We can now test our ReAct agent:

print(query("What's 2 to the power of 10?"))
# Scratchpad:
# Thought: I need to perform a mathematical calculation to find the result of 2 to the power of 10.
#  -- running calculate: 2**10
#
# Observation: 1024
#
# Scratchpad: 2 to the power of 10 is 1024.
# Final Answer: 2 to the power of 10 is 1024.
# 2 to the power of 10 is 1024.
print(query("What does England share borders with?"))
# Scratchpad:
# Thought: To answer this question, I will use the 'wikipedia' action to gather information about England's geographical location and its borders.
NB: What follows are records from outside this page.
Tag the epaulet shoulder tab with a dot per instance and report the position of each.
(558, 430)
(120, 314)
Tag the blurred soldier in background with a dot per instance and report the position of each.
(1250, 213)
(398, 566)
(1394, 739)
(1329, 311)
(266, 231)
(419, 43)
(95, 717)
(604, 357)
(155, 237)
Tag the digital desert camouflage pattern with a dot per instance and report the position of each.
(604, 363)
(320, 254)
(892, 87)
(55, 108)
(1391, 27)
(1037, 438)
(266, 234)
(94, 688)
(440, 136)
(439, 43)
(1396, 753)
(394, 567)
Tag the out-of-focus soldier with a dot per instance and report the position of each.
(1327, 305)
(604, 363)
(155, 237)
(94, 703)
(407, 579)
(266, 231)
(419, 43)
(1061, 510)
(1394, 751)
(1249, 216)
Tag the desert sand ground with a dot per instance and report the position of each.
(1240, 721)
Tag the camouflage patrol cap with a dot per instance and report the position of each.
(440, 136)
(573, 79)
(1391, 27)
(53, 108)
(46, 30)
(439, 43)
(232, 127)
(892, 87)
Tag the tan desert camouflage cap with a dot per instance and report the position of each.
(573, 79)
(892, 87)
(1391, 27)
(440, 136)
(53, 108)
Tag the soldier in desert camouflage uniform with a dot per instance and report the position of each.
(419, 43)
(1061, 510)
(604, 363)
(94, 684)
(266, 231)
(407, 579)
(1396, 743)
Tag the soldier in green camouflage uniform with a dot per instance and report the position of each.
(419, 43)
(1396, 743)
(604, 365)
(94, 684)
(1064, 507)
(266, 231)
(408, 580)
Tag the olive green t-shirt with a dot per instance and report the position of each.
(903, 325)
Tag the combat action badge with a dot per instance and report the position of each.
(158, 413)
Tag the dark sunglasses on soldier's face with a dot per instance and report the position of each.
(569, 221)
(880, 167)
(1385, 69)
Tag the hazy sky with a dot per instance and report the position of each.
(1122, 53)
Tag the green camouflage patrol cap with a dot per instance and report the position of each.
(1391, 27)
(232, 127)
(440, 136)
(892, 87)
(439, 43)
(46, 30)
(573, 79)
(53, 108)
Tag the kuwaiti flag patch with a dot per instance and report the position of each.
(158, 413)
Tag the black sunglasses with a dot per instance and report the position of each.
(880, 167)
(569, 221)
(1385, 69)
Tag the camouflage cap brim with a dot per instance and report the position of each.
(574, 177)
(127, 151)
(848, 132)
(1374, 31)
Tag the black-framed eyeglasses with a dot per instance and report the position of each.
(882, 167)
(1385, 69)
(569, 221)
#  -- running wikipedia: England borders
#
# Observation: Anglo-Scottish <span class="searchmatch">border</span> (Scottish Gaelic: Crìochan Anglo-Albannach) is an internal <span class="searchmatch">border</span> of the United Kingdom separating Scotland and <span class="searchmatch">England</span> which runs for
#
# Scratchpad: Anglo-Scottish border (Scottish Gaelic: Crìochan Anglo-Albannach) is an internal border of the United Kingdom separating Scotland and England which runs for
# Final Answer: England shares a border with Scotland.
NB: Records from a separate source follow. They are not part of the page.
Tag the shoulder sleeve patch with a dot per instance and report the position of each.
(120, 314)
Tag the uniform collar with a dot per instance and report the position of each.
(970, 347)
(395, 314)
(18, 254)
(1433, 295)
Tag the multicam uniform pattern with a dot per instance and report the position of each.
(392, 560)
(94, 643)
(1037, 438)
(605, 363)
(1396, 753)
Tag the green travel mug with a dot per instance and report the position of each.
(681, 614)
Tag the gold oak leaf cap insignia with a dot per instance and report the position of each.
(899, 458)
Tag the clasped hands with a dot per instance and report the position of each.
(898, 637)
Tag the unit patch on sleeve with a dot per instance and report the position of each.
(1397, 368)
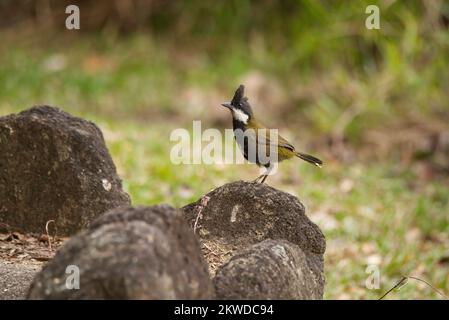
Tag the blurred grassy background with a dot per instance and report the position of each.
(372, 103)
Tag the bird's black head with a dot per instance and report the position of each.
(239, 106)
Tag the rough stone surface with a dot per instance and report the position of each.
(54, 167)
(272, 269)
(239, 214)
(132, 253)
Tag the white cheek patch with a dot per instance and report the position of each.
(240, 116)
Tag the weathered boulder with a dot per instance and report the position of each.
(239, 214)
(272, 269)
(54, 166)
(132, 253)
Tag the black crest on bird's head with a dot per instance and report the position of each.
(240, 102)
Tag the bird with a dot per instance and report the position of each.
(260, 145)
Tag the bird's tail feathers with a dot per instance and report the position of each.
(309, 158)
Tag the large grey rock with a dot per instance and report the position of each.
(240, 214)
(272, 269)
(133, 253)
(15, 279)
(54, 166)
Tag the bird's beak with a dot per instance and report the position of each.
(227, 105)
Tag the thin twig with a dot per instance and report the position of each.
(48, 235)
(404, 281)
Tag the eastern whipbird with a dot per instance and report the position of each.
(257, 142)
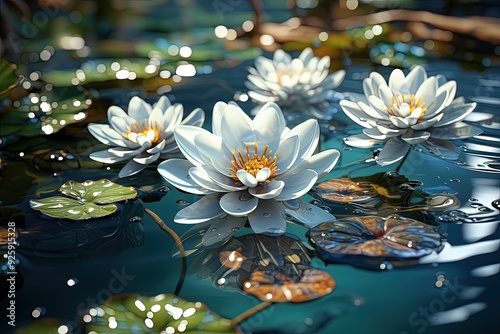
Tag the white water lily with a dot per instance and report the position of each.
(301, 84)
(246, 168)
(408, 111)
(143, 134)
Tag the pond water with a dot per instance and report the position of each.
(66, 267)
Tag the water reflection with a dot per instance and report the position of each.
(62, 239)
(272, 268)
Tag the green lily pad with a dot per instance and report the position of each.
(157, 314)
(86, 200)
(43, 325)
(8, 79)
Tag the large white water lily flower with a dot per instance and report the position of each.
(246, 168)
(142, 134)
(408, 111)
(301, 84)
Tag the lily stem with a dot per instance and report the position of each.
(248, 313)
(178, 242)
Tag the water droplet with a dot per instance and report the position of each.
(496, 204)
(135, 219)
(484, 209)
(326, 208)
(164, 189)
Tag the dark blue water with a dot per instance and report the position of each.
(67, 267)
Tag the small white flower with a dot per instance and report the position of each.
(297, 85)
(246, 168)
(142, 134)
(407, 111)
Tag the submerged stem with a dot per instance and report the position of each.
(248, 313)
(178, 242)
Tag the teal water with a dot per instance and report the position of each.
(66, 267)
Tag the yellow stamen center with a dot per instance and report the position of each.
(287, 71)
(152, 130)
(410, 102)
(253, 163)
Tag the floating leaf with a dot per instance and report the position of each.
(46, 326)
(86, 200)
(272, 268)
(383, 194)
(8, 79)
(165, 313)
(393, 237)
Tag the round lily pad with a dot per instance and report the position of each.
(86, 200)
(385, 238)
(165, 313)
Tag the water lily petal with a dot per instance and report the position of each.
(172, 117)
(377, 104)
(214, 153)
(185, 136)
(131, 168)
(202, 210)
(354, 112)
(416, 78)
(238, 203)
(287, 154)
(201, 177)
(427, 123)
(361, 141)
(413, 137)
(393, 151)
(268, 218)
(268, 125)
(223, 181)
(322, 163)
(146, 159)
(268, 190)
(241, 128)
(175, 171)
(427, 91)
(308, 133)
(297, 184)
(442, 148)
(451, 88)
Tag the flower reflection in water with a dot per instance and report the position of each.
(274, 269)
(392, 238)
# England shares a border with Scotland.

As mentioned in Simon's blog post, this is not a very robust implementation at all and there's a ton of room for improvement. But it is lovely how simple it is with a few lines of Python to make these extra capabilities available to the LLM. And now you can run it locally with an open weights LLM.

This example was originally contributed by Alonso Silva.